Most Republicans Still Not Willing To Deal On Fiscal Cliff
David Weigel catalogs the number of Republican Members of Congress and the Senate who have expressed a willingness to strike a deal on the fiscal cliff, even a deal that includes revenues:
First, here’s the guide I use to judge the deal-ish nature of a Republican: The roll call on the 2011 debt limit compromise. A total of 174 Republicans voted for the final bill, many of whom had pledged not to increase the debt limit. In the Senate, 28 of 47 Republicans voted for it.
The “just pass a deal now that increases top rates” caucus: Tom Cole (OK), Mike Simpson (ID), Bob Dold (IL), Mary Bono Mack (CA). All of them voted for the 2011 deal. And in the House, that’s basically it.
The “pass a comprehensive plan that raises top rates” caucus: Lindsey Graham (SC),Bob Corker (TN). Corker voted for the deal; Graham did not.

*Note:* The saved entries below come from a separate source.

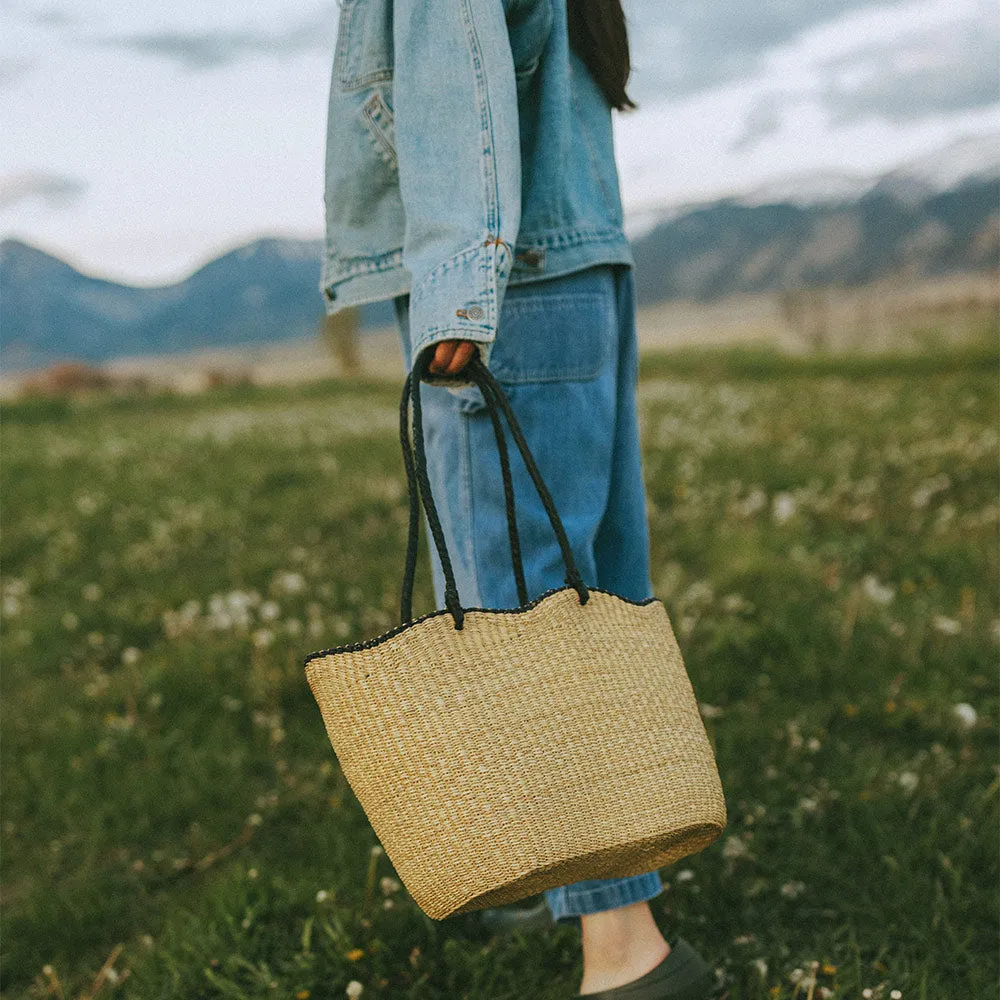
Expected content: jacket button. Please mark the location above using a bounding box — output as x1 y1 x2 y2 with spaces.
466 305 484 320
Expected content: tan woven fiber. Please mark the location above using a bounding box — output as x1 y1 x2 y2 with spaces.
305 586 726 920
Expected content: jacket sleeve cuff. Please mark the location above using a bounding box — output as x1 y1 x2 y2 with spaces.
406 239 512 380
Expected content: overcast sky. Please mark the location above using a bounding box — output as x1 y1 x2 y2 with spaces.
2 0 998 285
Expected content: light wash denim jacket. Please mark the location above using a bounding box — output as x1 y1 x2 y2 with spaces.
321 0 635 369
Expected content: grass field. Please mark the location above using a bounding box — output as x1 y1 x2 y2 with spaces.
2 344 997 999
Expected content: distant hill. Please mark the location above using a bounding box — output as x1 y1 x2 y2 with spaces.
629 177 998 305
2 135 998 371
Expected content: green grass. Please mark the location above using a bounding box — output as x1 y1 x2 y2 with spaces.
2 345 997 999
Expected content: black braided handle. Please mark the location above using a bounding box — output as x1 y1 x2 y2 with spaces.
399 349 589 630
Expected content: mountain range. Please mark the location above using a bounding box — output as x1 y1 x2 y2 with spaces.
2 134 997 372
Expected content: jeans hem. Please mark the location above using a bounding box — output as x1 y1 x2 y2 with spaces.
544 871 664 925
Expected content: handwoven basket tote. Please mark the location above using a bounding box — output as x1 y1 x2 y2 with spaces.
305 353 726 920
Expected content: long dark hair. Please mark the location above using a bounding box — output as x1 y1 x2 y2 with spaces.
566 0 637 112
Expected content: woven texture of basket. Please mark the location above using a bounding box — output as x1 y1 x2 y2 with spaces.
304 353 726 920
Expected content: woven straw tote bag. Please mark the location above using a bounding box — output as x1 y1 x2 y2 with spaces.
305 352 727 920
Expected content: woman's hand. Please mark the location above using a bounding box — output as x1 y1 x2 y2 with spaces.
429 339 478 375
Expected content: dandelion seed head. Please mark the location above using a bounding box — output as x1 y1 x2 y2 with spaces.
316 889 329 902
952 703 977 729
345 980 364 998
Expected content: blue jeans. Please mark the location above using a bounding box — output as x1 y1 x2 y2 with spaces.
392 263 664 924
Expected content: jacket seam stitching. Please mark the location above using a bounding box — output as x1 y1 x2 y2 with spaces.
461 0 500 329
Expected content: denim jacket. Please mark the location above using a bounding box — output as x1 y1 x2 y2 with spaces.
321 0 635 369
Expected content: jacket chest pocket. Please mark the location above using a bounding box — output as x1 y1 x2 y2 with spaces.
333 0 394 91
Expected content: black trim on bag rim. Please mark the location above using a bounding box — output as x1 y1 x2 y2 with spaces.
303 585 660 666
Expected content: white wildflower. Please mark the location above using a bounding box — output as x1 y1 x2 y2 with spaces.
247 813 263 827
380 877 401 896
61 611 79 630
699 703 724 719
780 881 806 898
910 473 950 509
738 488 767 517
722 836 749 860
752 958 768 979
276 571 307 595
259 600 281 622
772 492 797 524
252 629 274 649
807 737 821 752
798 797 819 814
862 574 895 605
890 991 902 999
82 583 103 602
345 980 363 998
121 647 141 666
932 615 961 635
897 771 919 794
75 494 99 515
675 869 695 882
316 889 330 903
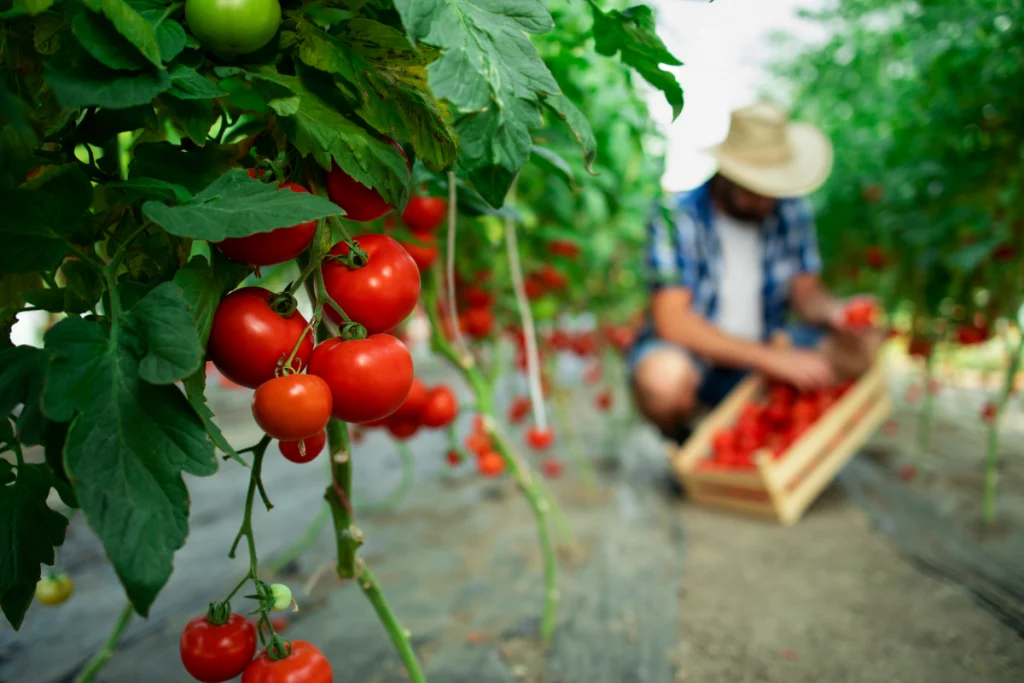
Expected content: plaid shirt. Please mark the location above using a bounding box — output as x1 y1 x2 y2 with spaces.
645 178 822 341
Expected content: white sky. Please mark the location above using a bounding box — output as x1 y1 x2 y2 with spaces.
645 0 827 191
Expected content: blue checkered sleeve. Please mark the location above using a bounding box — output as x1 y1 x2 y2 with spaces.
646 199 700 291
782 198 822 274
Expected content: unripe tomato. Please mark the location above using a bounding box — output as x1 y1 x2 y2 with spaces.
478 451 504 477
531 296 558 322
35 574 73 606
252 375 333 441
269 584 293 612
400 231 439 271
420 385 458 428
242 640 331 683
401 194 448 233
208 288 314 389
525 427 554 451
185 0 281 55
180 612 257 683
307 335 414 423
216 172 316 266
325 139 407 222
279 430 327 464
322 234 421 334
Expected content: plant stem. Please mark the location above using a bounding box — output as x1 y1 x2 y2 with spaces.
229 437 273 573
325 419 360 579
356 559 427 683
266 504 330 575
73 601 134 683
981 334 1024 525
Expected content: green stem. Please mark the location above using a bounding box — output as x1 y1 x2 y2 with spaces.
229 437 273 576
266 505 330 575
67 245 106 273
981 334 1024 526
73 601 134 683
325 419 360 579
356 560 427 683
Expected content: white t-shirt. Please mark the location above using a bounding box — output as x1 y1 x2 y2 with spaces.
714 210 764 341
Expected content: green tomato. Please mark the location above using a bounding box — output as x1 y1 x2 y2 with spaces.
36 573 74 606
269 583 292 612
185 0 282 56
531 296 559 322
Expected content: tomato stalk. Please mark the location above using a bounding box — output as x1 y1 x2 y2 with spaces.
72 601 134 683
445 171 474 365
981 334 1024 526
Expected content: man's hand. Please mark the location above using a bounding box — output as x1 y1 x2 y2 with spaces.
757 347 836 392
829 295 881 333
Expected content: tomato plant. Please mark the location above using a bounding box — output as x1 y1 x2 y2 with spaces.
180 611 257 683
307 335 414 424
252 375 333 442
242 640 332 683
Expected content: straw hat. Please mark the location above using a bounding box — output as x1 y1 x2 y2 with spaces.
706 102 833 198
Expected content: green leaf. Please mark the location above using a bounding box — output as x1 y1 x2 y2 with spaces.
540 94 597 174
295 18 456 171
110 177 192 204
173 252 250 347
248 70 410 209
183 367 245 466
393 0 559 203
587 3 683 119
129 142 235 193
0 463 69 629
22 287 67 312
82 0 163 68
0 345 48 446
163 96 217 144
0 0 55 19
530 144 576 187
42 316 216 615
125 282 203 384
166 65 227 100
152 20 186 62
72 8 150 71
77 105 157 145
61 259 104 314
33 14 66 55
143 168 343 241
44 59 172 109
0 273 42 325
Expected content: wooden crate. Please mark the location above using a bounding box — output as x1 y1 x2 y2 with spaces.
668 359 892 525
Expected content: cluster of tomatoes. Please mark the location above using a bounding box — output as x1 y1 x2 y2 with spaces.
460 414 561 478
701 380 854 470
362 379 459 439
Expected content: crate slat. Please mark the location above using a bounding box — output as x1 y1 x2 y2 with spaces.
676 374 762 469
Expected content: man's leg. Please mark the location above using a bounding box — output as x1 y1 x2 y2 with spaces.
631 345 701 442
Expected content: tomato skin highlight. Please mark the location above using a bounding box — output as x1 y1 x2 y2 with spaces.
307 335 414 424
216 174 316 266
325 139 406 222
180 613 257 683
185 0 281 55
208 288 314 389
421 385 458 428
322 234 421 334
241 640 332 683
280 430 327 464
252 375 333 441
402 195 448 233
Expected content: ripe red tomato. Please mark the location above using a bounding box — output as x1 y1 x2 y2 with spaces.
712 429 735 457
541 457 564 478
463 286 493 308
325 139 407 222
537 265 568 290
252 375 333 441
843 299 876 328
307 335 413 423
791 398 817 425
445 449 461 466
180 613 257 683
508 396 531 425
241 640 331 683
524 277 544 300
465 433 491 456
322 234 421 334
767 383 796 406
525 427 554 450
595 390 612 412
547 239 580 258
907 336 933 359
421 385 458 428
350 426 365 442
401 194 447 233
461 306 494 339
390 378 427 424
215 172 316 266
279 430 327 464
400 232 438 271
386 417 419 440
208 288 314 389
982 402 997 424
864 246 886 270
477 451 504 477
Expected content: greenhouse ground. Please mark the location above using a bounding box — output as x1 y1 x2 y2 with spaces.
3 359 1024 683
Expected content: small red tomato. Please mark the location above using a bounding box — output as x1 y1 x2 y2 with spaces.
843 299 876 328
215 171 317 266
993 244 1017 261
326 139 407 222
982 402 997 424
712 429 735 457
270 617 289 633
463 286 493 308
767 383 796 406
252 375 333 442
547 239 580 258
537 265 568 289
421 385 458 428
401 194 448 233
279 429 327 464
350 426 365 442
525 427 554 450
865 246 886 270
472 414 486 434
386 418 419 440
461 306 494 339
322 234 421 334
524 277 545 300
907 336 933 359
541 457 564 478
594 390 612 412
509 396 531 425
390 378 427 423
208 288 314 389
791 398 818 425
478 451 505 477
465 433 491 456
180 613 257 683
899 464 917 482
446 449 461 466
307 335 414 424
400 231 439 272
241 640 332 683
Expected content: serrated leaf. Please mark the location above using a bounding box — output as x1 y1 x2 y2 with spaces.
541 93 597 174
143 168 343 240
587 2 683 119
295 18 456 171
0 463 69 629
0 345 48 446
166 65 226 100
83 0 163 68
183 367 245 466
152 19 186 62
42 316 216 616
44 59 172 109
163 96 217 144
173 253 250 347
72 8 150 71
125 282 203 384
110 177 192 204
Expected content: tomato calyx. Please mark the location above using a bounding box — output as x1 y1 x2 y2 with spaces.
325 240 370 269
264 633 294 662
206 599 234 626
267 291 300 317
340 321 368 341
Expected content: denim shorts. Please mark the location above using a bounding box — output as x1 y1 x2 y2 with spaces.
626 324 825 407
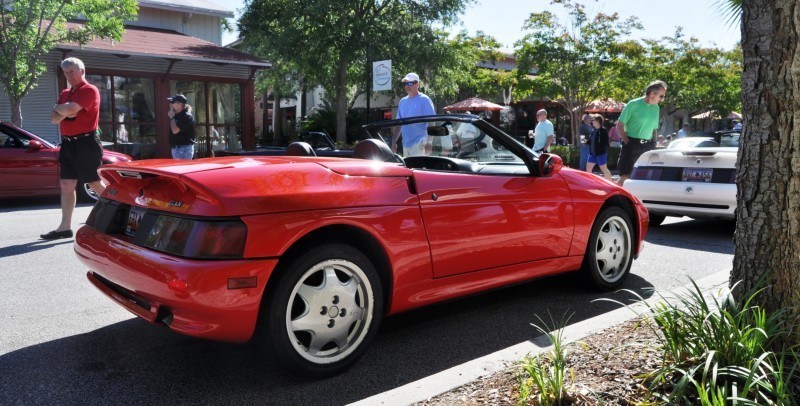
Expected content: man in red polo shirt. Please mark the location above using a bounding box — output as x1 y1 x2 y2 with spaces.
40 57 103 240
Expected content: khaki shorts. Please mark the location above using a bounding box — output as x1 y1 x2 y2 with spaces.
403 137 429 157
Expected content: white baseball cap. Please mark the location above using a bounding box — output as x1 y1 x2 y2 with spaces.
401 72 420 83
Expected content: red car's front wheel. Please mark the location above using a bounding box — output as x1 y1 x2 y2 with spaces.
583 206 634 290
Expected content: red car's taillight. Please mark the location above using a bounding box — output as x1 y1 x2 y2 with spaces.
142 216 247 259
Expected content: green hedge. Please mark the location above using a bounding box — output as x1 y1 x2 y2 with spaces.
548 145 620 170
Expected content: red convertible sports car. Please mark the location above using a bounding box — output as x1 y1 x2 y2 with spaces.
74 114 649 377
0 120 132 201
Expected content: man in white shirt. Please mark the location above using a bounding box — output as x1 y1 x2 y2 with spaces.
677 123 690 138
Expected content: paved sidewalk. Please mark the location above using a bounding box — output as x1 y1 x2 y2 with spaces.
349 270 731 406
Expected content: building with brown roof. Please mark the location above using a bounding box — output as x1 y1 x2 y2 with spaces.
0 0 269 159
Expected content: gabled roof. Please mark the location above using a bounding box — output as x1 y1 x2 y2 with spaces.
60 23 271 68
138 0 234 18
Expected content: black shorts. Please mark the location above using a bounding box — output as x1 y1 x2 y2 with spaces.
59 134 103 183
617 138 654 176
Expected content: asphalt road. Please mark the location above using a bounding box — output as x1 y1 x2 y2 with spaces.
0 197 734 405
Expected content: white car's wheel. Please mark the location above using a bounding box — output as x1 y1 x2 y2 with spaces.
259 244 382 377
583 207 634 290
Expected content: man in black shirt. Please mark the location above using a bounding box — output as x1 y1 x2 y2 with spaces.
167 94 195 159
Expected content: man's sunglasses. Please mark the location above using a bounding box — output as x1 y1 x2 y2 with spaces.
402 81 418 86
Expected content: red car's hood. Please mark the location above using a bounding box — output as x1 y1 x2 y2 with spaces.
97 157 416 216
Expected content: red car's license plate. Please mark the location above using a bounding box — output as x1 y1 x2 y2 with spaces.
125 206 146 237
682 167 713 182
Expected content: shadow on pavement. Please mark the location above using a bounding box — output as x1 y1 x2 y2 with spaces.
0 272 653 405
645 218 734 254
0 239 74 259
0 196 95 213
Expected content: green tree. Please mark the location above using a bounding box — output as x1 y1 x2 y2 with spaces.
0 0 138 126
239 0 472 143
514 0 642 143
608 30 742 128
438 31 517 106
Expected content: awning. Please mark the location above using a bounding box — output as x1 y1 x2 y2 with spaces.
691 111 718 119
691 111 742 120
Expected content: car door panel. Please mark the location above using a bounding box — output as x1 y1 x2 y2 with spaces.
0 146 60 197
412 170 574 278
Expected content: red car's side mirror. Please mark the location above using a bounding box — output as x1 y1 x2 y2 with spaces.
538 153 563 176
27 140 43 152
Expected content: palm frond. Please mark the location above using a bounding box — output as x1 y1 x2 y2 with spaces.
714 0 742 28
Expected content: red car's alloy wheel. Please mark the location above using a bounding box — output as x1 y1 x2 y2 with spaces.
583 206 633 290
259 244 383 377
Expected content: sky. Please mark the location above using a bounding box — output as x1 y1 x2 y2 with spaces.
218 0 740 51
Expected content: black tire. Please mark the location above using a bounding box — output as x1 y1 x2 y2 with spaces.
648 213 666 227
257 244 383 378
76 183 99 203
582 206 634 290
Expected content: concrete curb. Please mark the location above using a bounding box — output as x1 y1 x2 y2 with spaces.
349 270 731 406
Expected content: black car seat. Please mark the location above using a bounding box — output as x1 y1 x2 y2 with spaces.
353 139 403 163
286 141 316 156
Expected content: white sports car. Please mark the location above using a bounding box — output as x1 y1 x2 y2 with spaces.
624 146 738 226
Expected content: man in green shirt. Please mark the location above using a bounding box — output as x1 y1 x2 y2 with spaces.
616 80 667 185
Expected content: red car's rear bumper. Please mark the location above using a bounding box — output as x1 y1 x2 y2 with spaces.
75 226 278 343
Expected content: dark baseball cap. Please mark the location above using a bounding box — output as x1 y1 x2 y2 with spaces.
167 94 188 104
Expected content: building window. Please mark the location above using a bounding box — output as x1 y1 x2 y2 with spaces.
87 75 157 159
170 80 241 158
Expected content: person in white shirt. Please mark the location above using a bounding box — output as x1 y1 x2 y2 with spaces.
677 123 690 138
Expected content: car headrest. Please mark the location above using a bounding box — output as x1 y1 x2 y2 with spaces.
353 139 397 162
428 126 449 136
286 141 316 157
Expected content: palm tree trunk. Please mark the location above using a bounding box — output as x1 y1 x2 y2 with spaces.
731 0 800 344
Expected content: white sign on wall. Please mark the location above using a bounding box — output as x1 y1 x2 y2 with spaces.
372 60 392 91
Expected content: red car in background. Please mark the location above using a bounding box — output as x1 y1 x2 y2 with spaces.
75 114 649 377
0 120 132 201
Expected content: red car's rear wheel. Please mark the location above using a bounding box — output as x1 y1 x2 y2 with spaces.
258 244 382 377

On the House side you can probably add a couple other names to the list, such as retiring Ohio Congressman Steve LaTourette, but not that many more as far as we can tell from public statements. The House GOP caucus seems to be sticking to the “no-tax” pledge for now. In the Senate, it’s hard to tell who else might join Graham and Corker. Possibly Tom Coburn, but that’s not clear at the moment. It’s also worth noting that, in addition to LaTourette, two of the four people on Weigel’s list, Dold and Mack, will not be returning to Congress in January as they were both defeated in the re-election bids. That tells us that the “let’s make a deal” caucus, to borrow a name, will be even smaller in the 113th Congress.
Now, it’s possible that there are more members of Congress that would be willing to hold their nose and agree to a deal, and likely a larger number who will go along with the leadership if requested to do so. However, it goes without saying that the ability of the House and Senate GOP leadership to negotiate becomes highly constrained if few members of their own caucuses come forward to express support for something that Republicans would consider slightly less than perfect.